Justice Adeniyi Onigbanjo of the Lagos High Court sitting in Ikeja Wednesday ruled that Oluwaseun Ogunbambo, a suspect in the petrol subsidy fraud, be remanded in Ikoyi Prison pending trial.
Habila Theck, his co-defendant was, however, remanded in the Economic and Financial Crimes (EFCC) custody pending the fulfillment of his bail conditions.
Mr. Onigbanjo fixed October 21 and 28 for “accelerated hearing” of the case.
‘A criminal past’
Mr. Ogunbambo became the first suspect since the EFCC began their arraignment, last week, to be denied bail.
The prosecution hinged their argument for a refusal of bail application on a lengthy criminal act of the first defendant which transcends the shores of Nigeria.
Mr. Ogunbambo collected loans of N430 million and N230 million from Stanbic IBTC bank with forged documents, the EFCC said.
In January, 2010, the Irish embassy wrote to intimate the EFCC that Mr. Ogunbambo was “apprehended with cash” in a Dublin airport, the anti-graft agency said.
“After this accusation, he was invited to the EFCC office and released on administrative bail,” said Rotimi Jacobs, counsel to EFCC.
“Ever since, he has jumped bail and that stalled the trial of that case since 2010,” he added.
Mr. Jacobs said that although his agency seized Mr. Ogunbambo’s travel documents, he still travels outside the country.
“Since 2010 till today, we are still in custody of his two passports – a British and a Nigerian passport. And yet, this first defendant is still travelling out of the country.
“He uses different names. His name is just like a wearing apparel, he changes as he likes. If he is in the UK, he is Benson Adekunbo Oladapo Sobowale. It’s the same name on his Nigerian passport.
“In this case, his name is Oluwaseun Ogunbambo, a different name. And that’s the name he gave us,” said Mr. Jacobs.
A visibly offended court registrar was shaking his head with disbelief as Mr. Jacobs reeled out the ‘sins’ of the first defendant.
Babajide Koku, Mr. Ogunbambo’s counsel, struggled to salvage his client’s reputation which was being torn to shreds by the prosecution.
“Some of us fail to declare cash at the airport; this is a cash economy,” said Mr. Koku as he tried to justify his client’s arrest at Dublin airport.
On the issue of Mr. Ogunbambo’s multiple identities, his lawyer told the judge that he has “only one identity and that is the one before the court”.

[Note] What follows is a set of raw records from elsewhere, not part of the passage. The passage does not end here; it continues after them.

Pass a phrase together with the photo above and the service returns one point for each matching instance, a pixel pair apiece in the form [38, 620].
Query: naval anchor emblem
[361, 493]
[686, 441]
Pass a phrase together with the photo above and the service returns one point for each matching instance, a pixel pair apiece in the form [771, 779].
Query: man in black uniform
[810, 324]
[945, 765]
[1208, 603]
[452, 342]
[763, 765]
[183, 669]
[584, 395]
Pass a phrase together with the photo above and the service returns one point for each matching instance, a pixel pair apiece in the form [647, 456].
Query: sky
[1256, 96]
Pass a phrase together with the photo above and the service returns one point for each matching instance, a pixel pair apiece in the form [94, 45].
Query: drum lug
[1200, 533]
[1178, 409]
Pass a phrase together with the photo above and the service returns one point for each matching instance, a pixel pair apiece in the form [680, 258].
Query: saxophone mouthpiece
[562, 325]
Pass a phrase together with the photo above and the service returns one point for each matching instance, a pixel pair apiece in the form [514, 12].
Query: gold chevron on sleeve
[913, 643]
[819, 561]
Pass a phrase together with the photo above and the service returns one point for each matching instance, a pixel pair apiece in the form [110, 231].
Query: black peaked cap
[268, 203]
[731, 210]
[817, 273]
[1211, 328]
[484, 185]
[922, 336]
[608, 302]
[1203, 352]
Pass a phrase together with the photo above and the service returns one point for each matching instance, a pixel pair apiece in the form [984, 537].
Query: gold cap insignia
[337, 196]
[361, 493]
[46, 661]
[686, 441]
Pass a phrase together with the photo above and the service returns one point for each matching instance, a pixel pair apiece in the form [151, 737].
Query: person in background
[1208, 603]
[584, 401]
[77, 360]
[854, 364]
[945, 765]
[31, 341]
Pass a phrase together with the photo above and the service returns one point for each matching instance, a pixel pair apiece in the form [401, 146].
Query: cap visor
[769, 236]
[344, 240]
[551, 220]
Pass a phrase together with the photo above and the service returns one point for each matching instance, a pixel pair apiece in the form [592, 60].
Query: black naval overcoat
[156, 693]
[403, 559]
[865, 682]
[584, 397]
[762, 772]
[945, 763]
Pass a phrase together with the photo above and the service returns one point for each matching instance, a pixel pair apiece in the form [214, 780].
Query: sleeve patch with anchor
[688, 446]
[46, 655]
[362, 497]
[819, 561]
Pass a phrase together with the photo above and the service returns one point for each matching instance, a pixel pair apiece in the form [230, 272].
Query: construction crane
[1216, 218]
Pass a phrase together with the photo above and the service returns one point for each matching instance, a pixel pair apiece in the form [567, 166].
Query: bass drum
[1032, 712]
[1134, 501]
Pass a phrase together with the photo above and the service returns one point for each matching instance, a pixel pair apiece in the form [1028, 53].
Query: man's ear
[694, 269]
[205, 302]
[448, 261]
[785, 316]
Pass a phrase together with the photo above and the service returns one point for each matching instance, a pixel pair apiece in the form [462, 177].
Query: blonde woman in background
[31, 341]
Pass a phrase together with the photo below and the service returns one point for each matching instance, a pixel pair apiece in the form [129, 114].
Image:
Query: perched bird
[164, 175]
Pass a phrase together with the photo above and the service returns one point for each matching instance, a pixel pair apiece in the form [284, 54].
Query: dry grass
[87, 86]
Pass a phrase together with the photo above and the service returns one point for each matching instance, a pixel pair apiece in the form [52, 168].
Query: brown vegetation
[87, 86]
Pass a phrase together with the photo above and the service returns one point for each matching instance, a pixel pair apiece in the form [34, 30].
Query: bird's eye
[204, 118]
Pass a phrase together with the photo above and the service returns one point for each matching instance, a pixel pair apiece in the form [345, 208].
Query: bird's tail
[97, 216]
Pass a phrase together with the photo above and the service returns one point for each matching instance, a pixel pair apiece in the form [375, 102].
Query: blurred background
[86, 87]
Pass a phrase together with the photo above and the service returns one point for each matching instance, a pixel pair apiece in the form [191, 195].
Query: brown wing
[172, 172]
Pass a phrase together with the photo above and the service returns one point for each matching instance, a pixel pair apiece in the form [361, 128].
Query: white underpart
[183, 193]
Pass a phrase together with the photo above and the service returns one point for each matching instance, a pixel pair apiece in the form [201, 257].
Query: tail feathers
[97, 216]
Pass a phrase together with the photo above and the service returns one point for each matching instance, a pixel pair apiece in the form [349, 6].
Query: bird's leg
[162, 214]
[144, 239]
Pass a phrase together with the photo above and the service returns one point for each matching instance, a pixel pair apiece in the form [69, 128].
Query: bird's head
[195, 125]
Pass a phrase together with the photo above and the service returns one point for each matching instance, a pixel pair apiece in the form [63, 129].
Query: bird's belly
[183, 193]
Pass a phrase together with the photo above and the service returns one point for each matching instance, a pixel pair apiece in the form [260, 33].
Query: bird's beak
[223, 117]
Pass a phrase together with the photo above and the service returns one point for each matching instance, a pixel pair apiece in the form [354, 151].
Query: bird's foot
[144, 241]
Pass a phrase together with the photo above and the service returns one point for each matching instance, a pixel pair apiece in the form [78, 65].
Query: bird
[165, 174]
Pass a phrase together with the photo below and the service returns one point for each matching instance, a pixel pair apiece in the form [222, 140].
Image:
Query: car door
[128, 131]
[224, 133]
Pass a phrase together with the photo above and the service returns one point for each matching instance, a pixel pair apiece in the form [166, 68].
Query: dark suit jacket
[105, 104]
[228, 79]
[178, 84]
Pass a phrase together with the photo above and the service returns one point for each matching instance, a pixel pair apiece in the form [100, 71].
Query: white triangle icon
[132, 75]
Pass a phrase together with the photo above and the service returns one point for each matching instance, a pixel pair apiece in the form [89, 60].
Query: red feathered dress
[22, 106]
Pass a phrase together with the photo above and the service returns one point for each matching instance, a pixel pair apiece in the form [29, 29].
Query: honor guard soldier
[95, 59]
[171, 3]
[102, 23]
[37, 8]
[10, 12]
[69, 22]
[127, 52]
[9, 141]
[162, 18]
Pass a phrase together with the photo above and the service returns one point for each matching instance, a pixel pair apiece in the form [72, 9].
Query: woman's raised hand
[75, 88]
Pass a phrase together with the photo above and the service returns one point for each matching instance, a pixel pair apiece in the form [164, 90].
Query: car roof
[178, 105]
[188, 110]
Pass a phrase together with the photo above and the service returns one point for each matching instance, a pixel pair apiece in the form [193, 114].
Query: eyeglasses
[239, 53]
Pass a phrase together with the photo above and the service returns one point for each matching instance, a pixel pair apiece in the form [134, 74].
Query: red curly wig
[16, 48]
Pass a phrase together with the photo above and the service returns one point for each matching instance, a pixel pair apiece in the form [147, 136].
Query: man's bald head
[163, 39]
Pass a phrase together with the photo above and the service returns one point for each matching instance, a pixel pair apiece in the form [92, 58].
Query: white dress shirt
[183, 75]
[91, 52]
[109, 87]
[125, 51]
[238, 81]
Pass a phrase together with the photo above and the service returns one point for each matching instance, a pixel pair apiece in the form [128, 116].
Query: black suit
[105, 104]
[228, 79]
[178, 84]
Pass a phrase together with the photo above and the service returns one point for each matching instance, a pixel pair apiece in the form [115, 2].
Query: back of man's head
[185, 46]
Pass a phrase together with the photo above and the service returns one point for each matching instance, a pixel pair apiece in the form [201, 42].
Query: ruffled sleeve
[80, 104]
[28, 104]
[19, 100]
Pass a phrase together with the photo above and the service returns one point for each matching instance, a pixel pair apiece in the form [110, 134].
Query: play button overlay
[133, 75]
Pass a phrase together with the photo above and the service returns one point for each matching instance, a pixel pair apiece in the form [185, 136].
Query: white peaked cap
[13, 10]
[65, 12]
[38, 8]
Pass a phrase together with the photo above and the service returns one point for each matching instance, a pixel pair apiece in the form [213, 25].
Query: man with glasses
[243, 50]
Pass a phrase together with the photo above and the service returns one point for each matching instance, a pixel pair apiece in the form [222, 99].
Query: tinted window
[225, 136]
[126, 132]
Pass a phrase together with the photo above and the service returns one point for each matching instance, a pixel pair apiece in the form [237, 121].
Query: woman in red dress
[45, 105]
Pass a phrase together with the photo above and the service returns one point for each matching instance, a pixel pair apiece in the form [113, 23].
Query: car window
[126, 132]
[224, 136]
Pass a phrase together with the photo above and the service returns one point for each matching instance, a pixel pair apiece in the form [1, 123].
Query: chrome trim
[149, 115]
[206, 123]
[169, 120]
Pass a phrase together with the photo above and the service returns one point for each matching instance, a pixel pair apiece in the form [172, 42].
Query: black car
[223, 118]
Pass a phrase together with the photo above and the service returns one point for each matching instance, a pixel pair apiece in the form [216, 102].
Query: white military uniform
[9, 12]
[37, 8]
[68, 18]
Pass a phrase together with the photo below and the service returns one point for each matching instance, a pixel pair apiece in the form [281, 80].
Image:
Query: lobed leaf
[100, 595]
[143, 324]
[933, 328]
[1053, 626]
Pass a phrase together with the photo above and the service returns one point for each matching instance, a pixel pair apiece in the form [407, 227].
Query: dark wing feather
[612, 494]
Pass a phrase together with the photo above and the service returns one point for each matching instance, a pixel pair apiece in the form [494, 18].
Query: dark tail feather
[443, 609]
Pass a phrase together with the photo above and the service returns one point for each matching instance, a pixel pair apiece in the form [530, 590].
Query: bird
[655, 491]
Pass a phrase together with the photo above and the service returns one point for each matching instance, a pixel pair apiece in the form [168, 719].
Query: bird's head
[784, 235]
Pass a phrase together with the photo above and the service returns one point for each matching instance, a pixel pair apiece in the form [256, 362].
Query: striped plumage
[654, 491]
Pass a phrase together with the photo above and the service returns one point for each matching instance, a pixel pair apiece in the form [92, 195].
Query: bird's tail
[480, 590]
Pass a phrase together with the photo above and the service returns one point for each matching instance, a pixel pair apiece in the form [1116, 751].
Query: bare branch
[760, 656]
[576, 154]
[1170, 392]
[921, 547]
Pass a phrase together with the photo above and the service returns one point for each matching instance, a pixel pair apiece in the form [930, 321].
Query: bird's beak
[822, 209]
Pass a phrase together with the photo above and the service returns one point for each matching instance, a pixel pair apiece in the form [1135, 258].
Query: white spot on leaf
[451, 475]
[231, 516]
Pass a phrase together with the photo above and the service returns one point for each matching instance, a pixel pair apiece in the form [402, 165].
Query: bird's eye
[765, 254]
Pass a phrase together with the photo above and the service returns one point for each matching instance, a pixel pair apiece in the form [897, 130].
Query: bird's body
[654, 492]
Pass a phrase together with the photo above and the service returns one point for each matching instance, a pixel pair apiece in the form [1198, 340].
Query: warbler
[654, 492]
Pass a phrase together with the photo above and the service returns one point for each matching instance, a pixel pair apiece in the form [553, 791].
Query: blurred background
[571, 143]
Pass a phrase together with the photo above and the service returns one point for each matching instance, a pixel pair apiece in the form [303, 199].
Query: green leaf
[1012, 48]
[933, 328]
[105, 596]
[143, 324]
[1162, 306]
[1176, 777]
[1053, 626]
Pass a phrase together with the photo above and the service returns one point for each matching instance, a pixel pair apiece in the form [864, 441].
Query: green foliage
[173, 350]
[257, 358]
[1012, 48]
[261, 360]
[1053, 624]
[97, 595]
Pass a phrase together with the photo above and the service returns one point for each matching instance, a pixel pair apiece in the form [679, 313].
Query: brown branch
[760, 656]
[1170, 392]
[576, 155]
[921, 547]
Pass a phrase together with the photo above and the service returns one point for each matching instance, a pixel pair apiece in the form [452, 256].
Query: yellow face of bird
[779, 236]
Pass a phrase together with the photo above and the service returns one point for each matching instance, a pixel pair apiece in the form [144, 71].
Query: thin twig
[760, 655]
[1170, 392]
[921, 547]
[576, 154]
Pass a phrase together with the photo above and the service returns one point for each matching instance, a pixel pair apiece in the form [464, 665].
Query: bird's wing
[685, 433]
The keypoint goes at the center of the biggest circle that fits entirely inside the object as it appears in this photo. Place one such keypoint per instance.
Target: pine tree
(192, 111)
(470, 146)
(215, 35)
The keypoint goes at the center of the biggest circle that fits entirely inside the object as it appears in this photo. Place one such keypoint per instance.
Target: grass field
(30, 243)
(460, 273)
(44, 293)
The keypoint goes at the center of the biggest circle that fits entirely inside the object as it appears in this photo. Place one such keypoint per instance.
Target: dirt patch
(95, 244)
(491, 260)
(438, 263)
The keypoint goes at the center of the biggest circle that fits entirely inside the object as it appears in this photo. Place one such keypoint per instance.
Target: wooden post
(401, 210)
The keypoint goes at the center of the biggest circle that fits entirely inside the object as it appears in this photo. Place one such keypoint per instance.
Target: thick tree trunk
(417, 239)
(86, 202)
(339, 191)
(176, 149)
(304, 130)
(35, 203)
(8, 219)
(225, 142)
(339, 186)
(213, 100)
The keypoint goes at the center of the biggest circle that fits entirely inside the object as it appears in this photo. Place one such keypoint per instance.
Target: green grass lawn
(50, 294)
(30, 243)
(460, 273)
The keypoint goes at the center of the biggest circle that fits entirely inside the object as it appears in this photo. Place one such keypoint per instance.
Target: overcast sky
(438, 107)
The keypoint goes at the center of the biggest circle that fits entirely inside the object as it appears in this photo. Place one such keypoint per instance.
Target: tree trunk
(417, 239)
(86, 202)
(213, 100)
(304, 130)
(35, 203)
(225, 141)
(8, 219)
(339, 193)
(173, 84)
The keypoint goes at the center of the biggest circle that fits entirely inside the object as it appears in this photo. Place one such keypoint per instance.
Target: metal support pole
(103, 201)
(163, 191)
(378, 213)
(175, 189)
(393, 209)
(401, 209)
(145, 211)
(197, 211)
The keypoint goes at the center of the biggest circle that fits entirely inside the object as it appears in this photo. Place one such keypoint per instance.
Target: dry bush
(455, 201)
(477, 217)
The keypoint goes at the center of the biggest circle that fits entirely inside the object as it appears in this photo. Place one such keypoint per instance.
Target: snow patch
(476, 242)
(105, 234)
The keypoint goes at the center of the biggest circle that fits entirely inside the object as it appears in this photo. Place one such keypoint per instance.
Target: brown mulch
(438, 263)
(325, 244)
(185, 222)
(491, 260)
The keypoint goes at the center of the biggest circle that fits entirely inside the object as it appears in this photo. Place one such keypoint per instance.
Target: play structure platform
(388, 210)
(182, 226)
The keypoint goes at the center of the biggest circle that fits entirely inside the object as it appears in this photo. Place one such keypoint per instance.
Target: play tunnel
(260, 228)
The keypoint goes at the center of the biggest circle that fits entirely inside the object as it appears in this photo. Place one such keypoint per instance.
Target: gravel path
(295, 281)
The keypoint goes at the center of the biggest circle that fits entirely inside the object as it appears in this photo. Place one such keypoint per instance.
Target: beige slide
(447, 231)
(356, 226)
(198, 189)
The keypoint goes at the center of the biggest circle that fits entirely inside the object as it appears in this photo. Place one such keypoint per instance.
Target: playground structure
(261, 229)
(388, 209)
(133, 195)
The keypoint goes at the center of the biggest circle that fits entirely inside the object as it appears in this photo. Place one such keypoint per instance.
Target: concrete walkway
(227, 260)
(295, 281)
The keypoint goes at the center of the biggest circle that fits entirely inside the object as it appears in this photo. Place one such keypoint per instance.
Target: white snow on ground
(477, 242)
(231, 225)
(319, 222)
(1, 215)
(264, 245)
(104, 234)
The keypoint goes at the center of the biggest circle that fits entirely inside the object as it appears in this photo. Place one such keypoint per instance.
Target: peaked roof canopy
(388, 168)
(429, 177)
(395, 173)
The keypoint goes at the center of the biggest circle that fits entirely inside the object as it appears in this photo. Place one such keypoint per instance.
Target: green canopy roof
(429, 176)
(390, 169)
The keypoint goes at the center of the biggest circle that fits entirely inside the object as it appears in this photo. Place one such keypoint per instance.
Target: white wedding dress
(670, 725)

“These allegations they have now raised occurred two years ago, if they are serious, they should have done something about it before now,” said Mr. Koku.
Reacting to Mr. Koku’s arguments, the EFCC blamed their inability to prosecute Mr. Ogunbambo in 2010 on his disappearance.
“He jumped bail. We could not find him and we could not try him in absentia,” Mr. Jacobs said.
The EFCC expressly rejected the first defendant’s offer to submit his international passport again as a pledge that he would not jump bail.
“His depositing his passport to this court does not guarantee his presence because he’ll go and obtain another one,” Mr. Jacobs said.
In his ruling, the judge refused to exercise his discretion to grant bail to the first defendant.
“I said this because the prosecution has given sufficient reasons,” Mr. Onigbanjo said. “Of all the reasons, the most compelling is the multiple identity of the applicant.”
“He demonstrated a high propensity to obtain multiple passports to travel outside the country,” he added.
The second defendant, Mr. Theck, was granted bail in the sum of N20 million and two sureties in like sum. One of the sureties must be in the employment of the state or federal civil service, not less than Grade level 14; the other, a director in a blue chip company.
Also, the sureties must have landed properties in Lagos; worth N100 million or more.
Mr. Theck will be remanded in EFCC custody for two weeks pending the fulfillment of his bail terms. He would then be relocated to Ikoyi prisons if the conditions are not met within the stated time frame.
He is also expected to report to the EFCC’s Investigating Police Officer every first Monday of the month pending the hearing.